The allegations are serious. Secretary-General Ban Ki-moon said he was, and I quote, “deeply distressed” and immediately removed the military head of the mission from his post. But that alone will not be enough. The report contains a number of concrete proposals on how the mission can be better organised in future. Ban Ki-moon himself has pledged to work determinedly to advance these plans.

One thing is for sure: the mission’s top priority must always be to protect civilians. The UN Security Council also called for this when the mandate was last extended on 12 August 2016. We expect it too, should we continue to participate in UNMISS.

Fellow members of this House,

The transparent and unsparing manner in which the United Nations has highlighted its own shortcomings and taken the necessary action deserves respect. However, it’s also clear that when those providing assistance make mistakes this in no way lessens the responsibility of the perpetrators. The parties to the conflict and thus also the South Sudanese Government are responsible for the hostilities and atrocities.

And South Sudan continues to place many obstacles in the way of UNMISS. Time and again, the mission’s freedom of movement is unlawfully restricted. Time and again, the work of humanitarian aid workers and NGOs is obstructed.
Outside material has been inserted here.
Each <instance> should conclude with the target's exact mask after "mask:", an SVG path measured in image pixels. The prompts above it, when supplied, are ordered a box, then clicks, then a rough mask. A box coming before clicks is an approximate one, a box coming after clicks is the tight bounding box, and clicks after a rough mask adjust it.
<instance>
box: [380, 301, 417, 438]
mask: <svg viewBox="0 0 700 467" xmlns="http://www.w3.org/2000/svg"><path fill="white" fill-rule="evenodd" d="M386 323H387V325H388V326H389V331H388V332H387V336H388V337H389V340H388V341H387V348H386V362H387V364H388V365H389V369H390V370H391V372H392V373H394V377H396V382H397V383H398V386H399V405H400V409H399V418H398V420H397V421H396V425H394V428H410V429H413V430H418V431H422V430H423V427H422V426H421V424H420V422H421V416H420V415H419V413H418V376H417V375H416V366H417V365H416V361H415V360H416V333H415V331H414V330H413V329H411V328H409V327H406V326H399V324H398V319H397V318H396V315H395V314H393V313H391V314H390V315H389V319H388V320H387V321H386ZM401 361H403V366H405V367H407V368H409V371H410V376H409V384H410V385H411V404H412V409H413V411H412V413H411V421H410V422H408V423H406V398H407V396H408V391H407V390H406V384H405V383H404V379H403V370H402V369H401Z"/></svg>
This is not acceptable and must stop.

And it’s equally unacceptable that while the Security Council decided on 12 August 2016 to strengthen UNMISS by creating a four thousand-strong Regional Protection Force, the South Sudanese Government is using irresponsible delaying tactics at the expense of the civilian population. We support the appeal by the United Nations to the Government in Juba: it must now signal its agreement so that Security Council Resolution 2304 can be implemented in full and UNMISS effectively strengthened.

Fellow members of this House,

Perhaps you’re asking yourselves now what role UNMISS and our soldiers can play in this situation?

The civilian population suffering in South Sudan have answered this question. An increasing number of people, now more than 200,000, have fled to the protection zones set up by the United Nations. Since the summer of 2016 alone, the number has increased by 30,000.

These people hope that we can strengthen UNMISS together so that the mission can better perform its functions in future. They hope that the international community will keep up the pressure on South Sudan and all parties to the conflict to return to a political peace process. We have to ensure that we don't give up on South Sudan and leave it in the lurch only five years after it gained independence.

The 35 million euros which Germany has provided for humanitarian projects in 2015 and 2016 show that we have no intention of doing so. This is also highlighted by our development cooperation, which ‑ in so far as it is possible in the current difficult security situation ‑ we will continue. We’ve made available a total of 84 million euros to help alleviate the immediate impact of the civil war.

I would like to thank our soldiers who are working under extremely difficult conditions in South Sudan.

By extending this mandate we’re also sending a political signal: we’re strengthening UNMISS at a difficult time and thus supporting the further stabilisation of South Sudan. On that note, I ask you to lend your support to the extension of the mandate by a further year.